2

Say the current thread holds a lock, then the same thread calls

synchronize(lock)

again, will deadlock happen?

I vaguely remember that the lock is re-entrant for the same thread, what does that mean?

1
  • 3
    How about googling a little bit? Jun 10, 2012 at 10:13

3 Answers 3

8

From documentation:

Thread cannot acquire a lock owned by another thread. But a thread can acquire a lock that it already owns. Allowing a thread to acquire the same lock more than once enables reentrant synchronization. This describes a situation where synchronized code, directly or indirectly, invokes a method that also contains synchronized code, and both sets of code use the same lock.

7

You remember correctly, reentrant means that the same thread can obtain the same lock several times, e.g.:

private final Object lock = new Object();

public void foo() {
    synchronized(lock) {
        bar();
    }
}

public void bar() {
    synchronized(lock) {
        //...
    }
}

works as expected, as well as (here this is used as an implicit lock object):

public synchronized void foo() {
    bar();
}

public synchronized void bar() {
    //...
}

and no deadlocks occurs. Of course other threads can't access neither foo() nor bar() at the same time because the lock is already taken.

The bottom line: locks are take by threads, not by methods/blocks of code. And taking a lock already obtained by the same thread is a no-op.

0

Every object has a lock and a key to protect its crucial data state, so does every Class has a lock and a key to protects its crucial static data state.

synchronized keyword on the atomic statements (either method or atomized statements)

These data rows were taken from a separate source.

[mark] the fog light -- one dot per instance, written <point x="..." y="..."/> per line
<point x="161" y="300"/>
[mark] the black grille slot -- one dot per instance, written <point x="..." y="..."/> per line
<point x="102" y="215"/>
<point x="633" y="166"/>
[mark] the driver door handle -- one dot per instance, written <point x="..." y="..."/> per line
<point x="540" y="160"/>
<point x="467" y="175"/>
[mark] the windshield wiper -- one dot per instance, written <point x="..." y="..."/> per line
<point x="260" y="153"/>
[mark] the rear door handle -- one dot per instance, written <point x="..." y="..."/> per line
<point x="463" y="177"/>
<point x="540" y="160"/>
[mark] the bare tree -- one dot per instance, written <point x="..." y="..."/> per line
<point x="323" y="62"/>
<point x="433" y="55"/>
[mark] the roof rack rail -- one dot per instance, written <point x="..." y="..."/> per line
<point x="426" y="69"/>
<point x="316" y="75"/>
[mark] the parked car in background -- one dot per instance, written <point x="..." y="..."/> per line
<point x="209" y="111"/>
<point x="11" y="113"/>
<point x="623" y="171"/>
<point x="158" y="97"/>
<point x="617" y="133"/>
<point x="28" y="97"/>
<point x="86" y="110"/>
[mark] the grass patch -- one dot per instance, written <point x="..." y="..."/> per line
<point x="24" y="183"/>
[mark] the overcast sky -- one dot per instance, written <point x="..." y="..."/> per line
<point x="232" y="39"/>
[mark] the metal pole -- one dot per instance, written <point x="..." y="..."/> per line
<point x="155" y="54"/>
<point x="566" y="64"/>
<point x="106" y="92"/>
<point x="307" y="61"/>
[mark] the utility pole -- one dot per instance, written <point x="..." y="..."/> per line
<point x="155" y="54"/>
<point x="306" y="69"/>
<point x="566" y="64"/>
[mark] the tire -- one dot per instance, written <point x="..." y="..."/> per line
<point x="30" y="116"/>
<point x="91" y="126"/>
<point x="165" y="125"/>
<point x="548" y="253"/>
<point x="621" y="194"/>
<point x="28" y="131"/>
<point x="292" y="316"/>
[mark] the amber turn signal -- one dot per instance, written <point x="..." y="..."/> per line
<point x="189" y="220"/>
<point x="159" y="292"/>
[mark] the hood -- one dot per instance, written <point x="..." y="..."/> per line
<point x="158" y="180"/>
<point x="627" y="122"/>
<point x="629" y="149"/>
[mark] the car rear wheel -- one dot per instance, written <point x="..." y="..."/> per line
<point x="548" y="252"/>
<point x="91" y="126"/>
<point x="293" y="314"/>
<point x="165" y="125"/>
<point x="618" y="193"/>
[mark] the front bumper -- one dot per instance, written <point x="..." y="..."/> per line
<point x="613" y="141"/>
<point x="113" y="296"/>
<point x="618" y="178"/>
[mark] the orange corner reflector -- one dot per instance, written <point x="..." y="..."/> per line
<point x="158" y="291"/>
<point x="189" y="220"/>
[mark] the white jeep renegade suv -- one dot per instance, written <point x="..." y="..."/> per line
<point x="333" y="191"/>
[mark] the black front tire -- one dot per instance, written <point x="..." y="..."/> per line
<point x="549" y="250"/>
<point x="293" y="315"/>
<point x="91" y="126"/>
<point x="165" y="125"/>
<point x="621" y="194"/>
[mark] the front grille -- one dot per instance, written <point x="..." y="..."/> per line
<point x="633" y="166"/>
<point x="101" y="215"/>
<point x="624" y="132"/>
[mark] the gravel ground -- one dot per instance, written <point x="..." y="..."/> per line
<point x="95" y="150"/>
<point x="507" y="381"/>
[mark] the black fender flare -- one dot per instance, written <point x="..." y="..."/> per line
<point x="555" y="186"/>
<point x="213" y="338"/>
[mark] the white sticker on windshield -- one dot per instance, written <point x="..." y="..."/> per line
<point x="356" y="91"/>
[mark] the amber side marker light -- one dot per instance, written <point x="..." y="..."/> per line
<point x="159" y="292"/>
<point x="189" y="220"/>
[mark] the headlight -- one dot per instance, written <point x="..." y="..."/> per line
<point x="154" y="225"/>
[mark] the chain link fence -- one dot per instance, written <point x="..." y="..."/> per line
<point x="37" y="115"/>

will be like locking the object. When a thread access that method or atomic statement, it has to obtain the key for that object.

Once it obtains the key, 
its free to access this synchronized method/statement
or any other synchronized method/statement of that object.
Thats what reentrant is all about.

But no other thread will be able to access this object's synchornized blocks until current key holding thread, let go of the key.